Here is a notebook with some basic testing of MatNormal against MvNormal with a for loop. I’ve noticed some biased results in some other (more complicated) files I’ve been testing with, but was unable to reproduce them in this notebook, though I did try. It may be a mistake in those files that I have overlooked.

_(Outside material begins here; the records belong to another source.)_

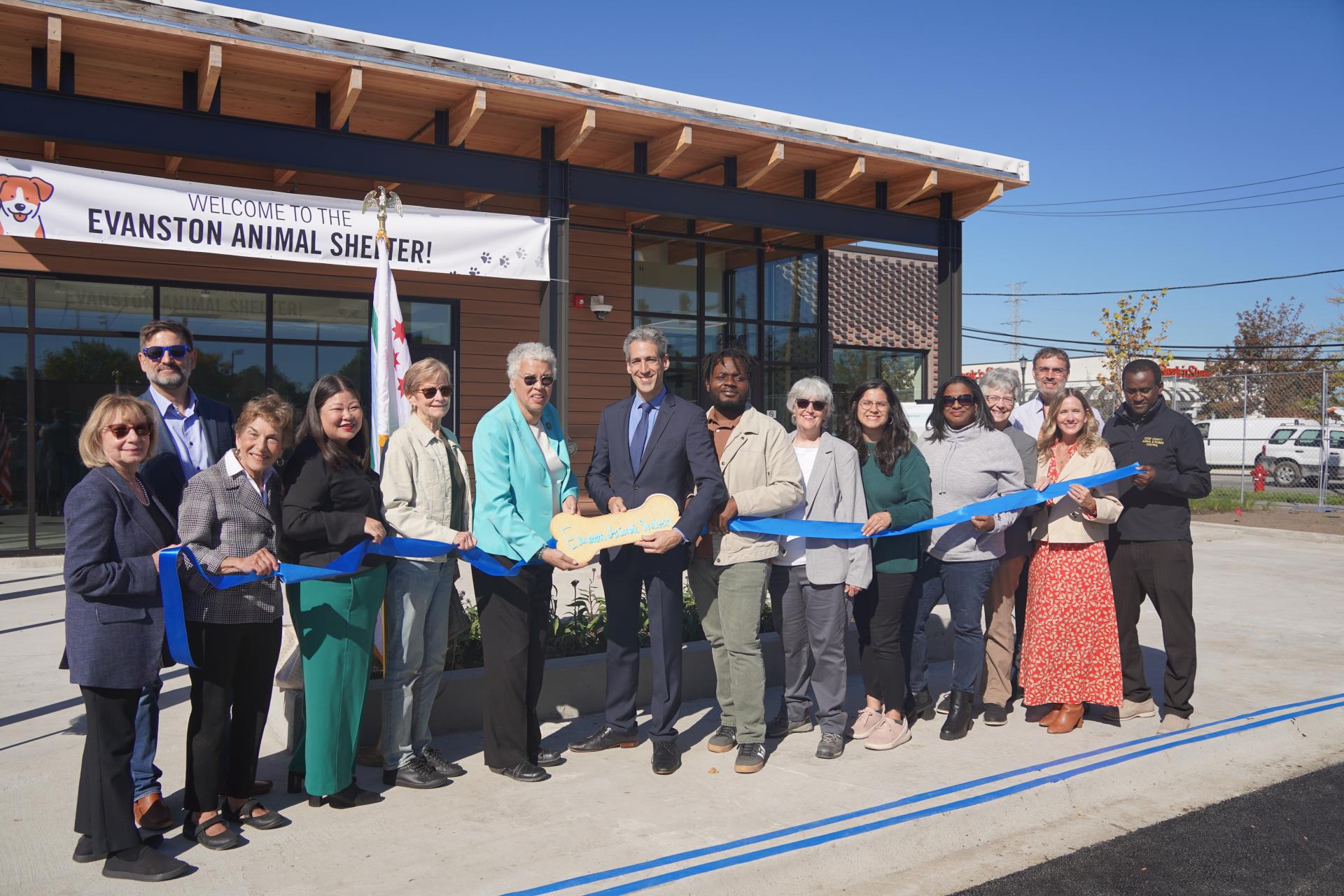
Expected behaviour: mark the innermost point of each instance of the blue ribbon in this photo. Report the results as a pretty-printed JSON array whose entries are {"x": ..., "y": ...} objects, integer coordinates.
[{"x": 1015, "y": 501}]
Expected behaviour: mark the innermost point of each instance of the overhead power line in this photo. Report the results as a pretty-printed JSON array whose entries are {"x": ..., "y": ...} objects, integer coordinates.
[
  {"x": 1158, "y": 289},
  {"x": 1179, "y": 192}
]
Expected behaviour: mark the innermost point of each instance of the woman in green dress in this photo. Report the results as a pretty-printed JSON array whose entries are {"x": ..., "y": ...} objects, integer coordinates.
[{"x": 332, "y": 503}]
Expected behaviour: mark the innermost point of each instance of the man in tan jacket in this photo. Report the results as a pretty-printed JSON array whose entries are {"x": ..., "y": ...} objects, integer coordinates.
[{"x": 729, "y": 571}]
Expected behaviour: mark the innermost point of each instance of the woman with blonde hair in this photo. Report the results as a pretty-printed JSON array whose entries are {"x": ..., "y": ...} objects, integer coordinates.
[
  {"x": 1070, "y": 652},
  {"x": 426, "y": 495}
]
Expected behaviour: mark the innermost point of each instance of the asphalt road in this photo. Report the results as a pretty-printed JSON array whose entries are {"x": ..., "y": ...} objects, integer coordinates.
[{"x": 1287, "y": 839}]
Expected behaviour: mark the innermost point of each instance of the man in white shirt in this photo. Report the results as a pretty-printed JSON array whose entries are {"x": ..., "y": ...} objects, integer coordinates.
[{"x": 1050, "y": 370}]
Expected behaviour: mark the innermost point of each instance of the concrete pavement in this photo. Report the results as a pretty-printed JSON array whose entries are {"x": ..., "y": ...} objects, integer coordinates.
[{"x": 1269, "y": 617}]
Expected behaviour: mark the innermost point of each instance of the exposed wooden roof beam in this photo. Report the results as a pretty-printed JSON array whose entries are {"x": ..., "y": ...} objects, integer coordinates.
[
  {"x": 968, "y": 202},
  {"x": 464, "y": 115},
  {"x": 207, "y": 81},
  {"x": 666, "y": 149},
  {"x": 758, "y": 163},
  {"x": 344, "y": 93},
  {"x": 836, "y": 178},
  {"x": 905, "y": 191}
]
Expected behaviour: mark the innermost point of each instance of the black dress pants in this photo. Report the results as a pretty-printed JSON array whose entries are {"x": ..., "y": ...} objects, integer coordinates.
[
  {"x": 515, "y": 620},
  {"x": 230, "y": 699},
  {"x": 659, "y": 577},
  {"x": 1164, "y": 573},
  {"x": 876, "y": 614},
  {"x": 105, "y": 797}
]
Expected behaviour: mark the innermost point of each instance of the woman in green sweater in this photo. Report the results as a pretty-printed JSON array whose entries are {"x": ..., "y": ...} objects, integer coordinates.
[{"x": 895, "y": 481}]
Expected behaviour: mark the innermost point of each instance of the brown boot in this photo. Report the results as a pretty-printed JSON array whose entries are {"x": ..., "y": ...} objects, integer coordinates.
[
  {"x": 1070, "y": 716},
  {"x": 152, "y": 813}
]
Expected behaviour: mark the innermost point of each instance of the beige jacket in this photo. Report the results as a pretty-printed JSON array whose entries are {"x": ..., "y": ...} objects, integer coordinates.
[
  {"x": 1065, "y": 520},
  {"x": 419, "y": 484},
  {"x": 762, "y": 475}
]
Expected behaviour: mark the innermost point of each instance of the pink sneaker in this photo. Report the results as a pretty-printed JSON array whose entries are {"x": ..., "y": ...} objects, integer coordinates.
[
  {"x": 864, "y": 723},
  {"x": 889, "y": 735}
]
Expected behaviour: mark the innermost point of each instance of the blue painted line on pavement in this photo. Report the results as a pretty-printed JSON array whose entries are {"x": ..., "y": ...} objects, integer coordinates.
[{"x": 917, "y": 798}]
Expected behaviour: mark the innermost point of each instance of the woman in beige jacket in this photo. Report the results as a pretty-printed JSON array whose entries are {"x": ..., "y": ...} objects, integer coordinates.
[{"x": 1070, "y": 650}]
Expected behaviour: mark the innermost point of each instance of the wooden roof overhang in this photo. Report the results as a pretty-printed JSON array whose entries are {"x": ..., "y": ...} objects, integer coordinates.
[{"x": 190, "y": 81}]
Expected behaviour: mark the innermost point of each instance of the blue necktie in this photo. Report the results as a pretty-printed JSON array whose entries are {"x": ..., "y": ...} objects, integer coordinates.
[{"x": 641, "y": 435}]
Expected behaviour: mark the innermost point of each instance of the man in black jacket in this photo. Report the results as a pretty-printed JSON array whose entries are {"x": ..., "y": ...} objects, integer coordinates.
[{"x": 1149, "y": 547}]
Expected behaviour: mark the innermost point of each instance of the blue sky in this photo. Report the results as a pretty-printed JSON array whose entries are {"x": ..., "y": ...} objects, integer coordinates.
[{"x": 1104, "y": 99}]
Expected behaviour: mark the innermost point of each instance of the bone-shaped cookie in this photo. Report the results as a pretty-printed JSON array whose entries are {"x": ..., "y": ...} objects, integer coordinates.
[{"x": 581, "y": 538}]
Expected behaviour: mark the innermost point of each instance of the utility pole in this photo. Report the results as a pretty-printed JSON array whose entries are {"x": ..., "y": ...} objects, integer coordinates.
[{"x": 1015, "y": 318}]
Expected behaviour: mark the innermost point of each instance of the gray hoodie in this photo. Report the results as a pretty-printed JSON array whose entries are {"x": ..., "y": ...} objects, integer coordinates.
[{"x": 969, "y": 465}]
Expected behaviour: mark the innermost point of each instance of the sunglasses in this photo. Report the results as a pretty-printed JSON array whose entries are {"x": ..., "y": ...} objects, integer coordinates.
[
  {"x": 156, "y": 352},
  {"x": 122, "y": 430}
]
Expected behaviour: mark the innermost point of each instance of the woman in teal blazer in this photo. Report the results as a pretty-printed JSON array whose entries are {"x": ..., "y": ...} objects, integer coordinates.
[{"x": 523, "y": 479}]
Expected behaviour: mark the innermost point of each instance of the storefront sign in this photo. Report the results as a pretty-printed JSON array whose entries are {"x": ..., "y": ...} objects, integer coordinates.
[{"x": 83, "y": 204}]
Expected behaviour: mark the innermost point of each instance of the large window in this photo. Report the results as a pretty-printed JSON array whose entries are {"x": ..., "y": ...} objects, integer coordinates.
[
  {"x": 708, "y": 296},
  {"x": 85, "y": 342}
]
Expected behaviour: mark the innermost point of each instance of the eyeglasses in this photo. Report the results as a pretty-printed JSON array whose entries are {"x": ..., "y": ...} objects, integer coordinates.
[
  {"x": 122, "y": 430},
  {"x": 156, "y": 352}
]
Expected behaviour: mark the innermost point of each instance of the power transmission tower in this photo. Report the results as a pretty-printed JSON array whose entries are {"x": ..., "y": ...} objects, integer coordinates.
[{"x": 1015, "y": 318}]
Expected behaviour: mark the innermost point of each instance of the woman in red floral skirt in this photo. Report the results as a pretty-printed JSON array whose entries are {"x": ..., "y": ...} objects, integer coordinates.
[{"x": 1070, "y": 650}]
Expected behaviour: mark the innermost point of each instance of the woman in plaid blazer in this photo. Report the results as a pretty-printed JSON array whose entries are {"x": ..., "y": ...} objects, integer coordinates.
[{"x": 230, "y": 519}]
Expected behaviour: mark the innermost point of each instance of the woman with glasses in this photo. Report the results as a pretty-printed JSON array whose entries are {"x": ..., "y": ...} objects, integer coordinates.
[
  {"x": 332, "y": 504},
  {"x": 969, "y": 461},
  {"x": 426, "y": 495},
  {"x": 895, "y": 485},
  {"x": 523, "y": 479},
  {"x": 1002, "y": 387},
  {"x": 116, "y": 528},
  {"x": 1070, "y": 648},
  {"x": 811, "y": 578}
]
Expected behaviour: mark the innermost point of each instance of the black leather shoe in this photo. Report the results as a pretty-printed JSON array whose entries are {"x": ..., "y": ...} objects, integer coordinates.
[
  {"x": 417, "y": 774},
  {"x": 667, "y": 758},
  {"x": 85, "y": 853},
  {"x": 549, "y": 758},
  {"x": 921, "y": 706},
  {"x": 143, "y": 864},
  {"x": 605, "y": 738},
  {"x": 995, "y": 715},
  {"x": 440, "y": 763},
  {"x": 958, "y": 716},
  {"x": 524, "y": 771}
]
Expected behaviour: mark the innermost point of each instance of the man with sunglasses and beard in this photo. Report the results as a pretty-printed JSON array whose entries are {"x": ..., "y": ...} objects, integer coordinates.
[
  {"x": 730, "y": 570},
  {"x": 194, "y": 433}
]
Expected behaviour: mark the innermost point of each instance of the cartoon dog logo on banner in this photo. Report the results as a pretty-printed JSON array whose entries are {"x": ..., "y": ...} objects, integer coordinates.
[{"x": 20, "y": 200}]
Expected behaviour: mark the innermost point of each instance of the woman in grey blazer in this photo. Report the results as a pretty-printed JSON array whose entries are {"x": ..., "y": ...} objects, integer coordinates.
[
  {"x": 230, "y": 517},
  {"x": 812, "y": 578},
  {"x": 115, "y": 628}
]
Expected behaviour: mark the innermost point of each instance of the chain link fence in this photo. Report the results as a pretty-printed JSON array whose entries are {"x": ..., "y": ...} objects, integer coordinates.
[{"x": 1273, "y": 437}]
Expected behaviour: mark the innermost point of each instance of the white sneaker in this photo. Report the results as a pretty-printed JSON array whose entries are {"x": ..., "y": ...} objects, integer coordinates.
[
  {"x": 1129, "y": 710},
  {"x": 1171, "y": 722},
  {"x": 864, "y": 723}
]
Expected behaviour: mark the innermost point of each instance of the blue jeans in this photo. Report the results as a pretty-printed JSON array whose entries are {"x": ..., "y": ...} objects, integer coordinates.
[
  {"x": 420, "y": 602},
  {"x": 965, "y": 586},
  {"x": 144, "y": 773}
]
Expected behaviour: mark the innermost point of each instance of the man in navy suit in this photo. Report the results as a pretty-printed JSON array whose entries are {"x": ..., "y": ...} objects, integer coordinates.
[
  {"x": 650, "y": 444},
  {"x": 194, "y": 433}
]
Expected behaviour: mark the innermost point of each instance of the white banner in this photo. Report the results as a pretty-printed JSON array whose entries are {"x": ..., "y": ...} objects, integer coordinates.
[{"x": 62, "y": 202}]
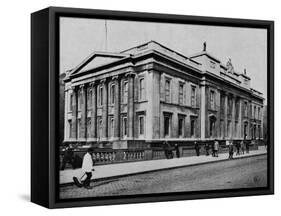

Anyways, the results are promising!

That looks fantastic!! I think it would be awesome if you could submit this as a PR! I think you can put this into pymc3/distributions/multivariate.py. Yes, everything looks perfect in your notebook. Githubs a better place to go over code, so we can go over this more there. I’ve been wanting to add this for a while, but haven’t gotten around to it. With a MatrixNormal distribution, it should be pretty straightforward to add a few more GP implementations, maybe called Marginal2D and Latent2D, including the coregional model. Super awesome!

Done. Thanks everyone for all of your help! Should this be marked as resolved now?

Also, are the addition of features such as Marginal2D or Coregion being discussed anywhere? My research would benefit those features, and I would like to be kept in the loop, and/or would be open to contributing to get the ball rolling on this front.

1 Like

Thanks for the PR! Also marked your reply above as the solution.
I don’t think there is much discussion elsewhere on Marginal2D or Coregion. Would you like to open a new post?